[theora] Indexing Ogg files for faster seeking

Wed Oct 7 17:48:30 PDT 2009

Below is another version of the index track spec with one index packet 
per stream.

The index format is still quite simple, though not as compact as the 
previous "one merged index per file" approach. I estimate that if you 
index two tracks, assuming one key point every two seconds from both 
tracks, that in practice it will take approximately 70KB per hour of 
video (11.6KB per 10 minutes) to index two-track video. That's about 20 
bytes of index per second of video.

With the original "one merged index per file" approach it's about half 
that, but I think the added size is an acceptable trade off. I imagine 
the majority of video out there on the internet is under 10 minutes long 
anyway (requiring a 12KB index...), and when playing files over a 
network, most reasonable quality videos will require about 100KB/s of 
bandwidth to playback smoothly. If if you've got a connection fast 
enough for streaming video, you won't notice downloading an index.

You can tweak the index-keyframe interval to reduce the index size as 
well, though that erodes the benefit of the index for network playback.

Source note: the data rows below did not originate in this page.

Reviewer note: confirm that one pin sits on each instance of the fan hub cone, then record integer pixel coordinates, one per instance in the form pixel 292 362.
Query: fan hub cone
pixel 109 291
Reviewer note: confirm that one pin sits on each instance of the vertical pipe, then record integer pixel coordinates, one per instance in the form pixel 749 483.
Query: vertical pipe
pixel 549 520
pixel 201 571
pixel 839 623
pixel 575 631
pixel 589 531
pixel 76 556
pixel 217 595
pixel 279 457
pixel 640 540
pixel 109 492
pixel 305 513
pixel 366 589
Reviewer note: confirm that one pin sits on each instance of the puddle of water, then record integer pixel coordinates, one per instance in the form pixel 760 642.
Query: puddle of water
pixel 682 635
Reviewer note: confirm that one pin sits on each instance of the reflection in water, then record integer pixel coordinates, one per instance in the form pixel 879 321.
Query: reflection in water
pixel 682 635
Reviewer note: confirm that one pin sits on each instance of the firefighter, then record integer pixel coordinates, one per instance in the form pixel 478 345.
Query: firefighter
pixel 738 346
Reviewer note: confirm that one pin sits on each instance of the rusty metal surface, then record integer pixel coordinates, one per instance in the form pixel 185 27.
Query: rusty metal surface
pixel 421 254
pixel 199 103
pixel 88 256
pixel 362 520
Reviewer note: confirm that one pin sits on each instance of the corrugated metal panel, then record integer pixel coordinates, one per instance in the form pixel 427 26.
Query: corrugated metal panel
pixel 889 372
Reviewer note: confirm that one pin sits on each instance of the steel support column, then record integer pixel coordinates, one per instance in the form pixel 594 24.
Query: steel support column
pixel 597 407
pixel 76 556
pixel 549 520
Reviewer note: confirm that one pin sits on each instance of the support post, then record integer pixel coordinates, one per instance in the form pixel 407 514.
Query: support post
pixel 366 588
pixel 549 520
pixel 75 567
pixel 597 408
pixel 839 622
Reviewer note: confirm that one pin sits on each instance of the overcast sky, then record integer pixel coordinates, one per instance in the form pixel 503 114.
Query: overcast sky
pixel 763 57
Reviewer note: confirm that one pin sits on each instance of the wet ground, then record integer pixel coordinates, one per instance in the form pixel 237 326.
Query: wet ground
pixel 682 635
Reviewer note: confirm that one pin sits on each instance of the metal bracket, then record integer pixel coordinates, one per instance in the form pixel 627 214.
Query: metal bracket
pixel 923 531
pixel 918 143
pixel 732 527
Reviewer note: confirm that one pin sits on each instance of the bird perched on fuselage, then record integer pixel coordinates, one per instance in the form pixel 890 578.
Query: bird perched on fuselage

I've implemented this in my indexer on a new branch on my GitHub account:
http://github.com/cpearce/OggIndex/tree/index-per-stream

New spec here:
http://github.com/cpearce/OggIndex/blob/index-per-stream/IndexSpecificationVersion1.txt 

Firefox builds which can handle new index format here:
https://build.mozilla.org/tryserver-builds/cpearce@mozilla.com-try-4768e6238638/

Demo here:
http://pearce.org.nz/video/indexed-seek-demo.html

New Proposed Index Track Format:
<quote>

An Ogg index track starts with an identifier header packet which
contains the following data, in the following order:

   * The identifier "index\0".
   * The index version format number, as a 1 byte unsigned integer. This
     specification describes version 1, so this field should have the
     value 0x01.
   * The playback start time, in milliseconds, as an 8 byte unsigned
     integer, this is the presentation time of the first frame.
   * The playback end time, in milliseconds, as an 8 byte unsigned
     integer, this is the end time of the last frame.
   * The length of the indexed segment, in bytes, as an 8 byte unsigned
     integer.

The track then contains secondary header packets, which contain the
actual indexes. These are the "index packets", and each must begin on a
new page, but they may span multiple pages. There is one index packet
for each content stream in the Ogg segment, and they appear in
increasing order of the streams' serialno. Each index packet contains
the following:

   * The serialno of the stream as a 4 byte field.
   * The number of key points in the index packet, 'n', as a 4 byte
     unsigned integer.

   * 'n' key points, each of which contain, in the following order:
     - the page's byte offset as an 8 byte unsigned integer, followed by
     - the checksum of the page found at the offset, as a 4 byte field,
       followed by
     - the presentation time in milliseconds of the key point, as an 8
       byte unsigned integer.

The key points are stored in increasing order by offset. The
presentation time of the key point is calculated from the granulepos.
[...]

The last packet in the track is an empty EOS packet, which must start on
a new page.

</quote>

Note that this format can be encoded in one pass. If you know the 
duration of the media, you can decide the keyframe interval (say one 
every 2 seconds, which is roughly ffmpeg2theora's default for theora 
anyway) and then allocate the required space in the index packets and 
come back and fill it in once you've encoded the media.

Comments? Questions etc?

Chris P.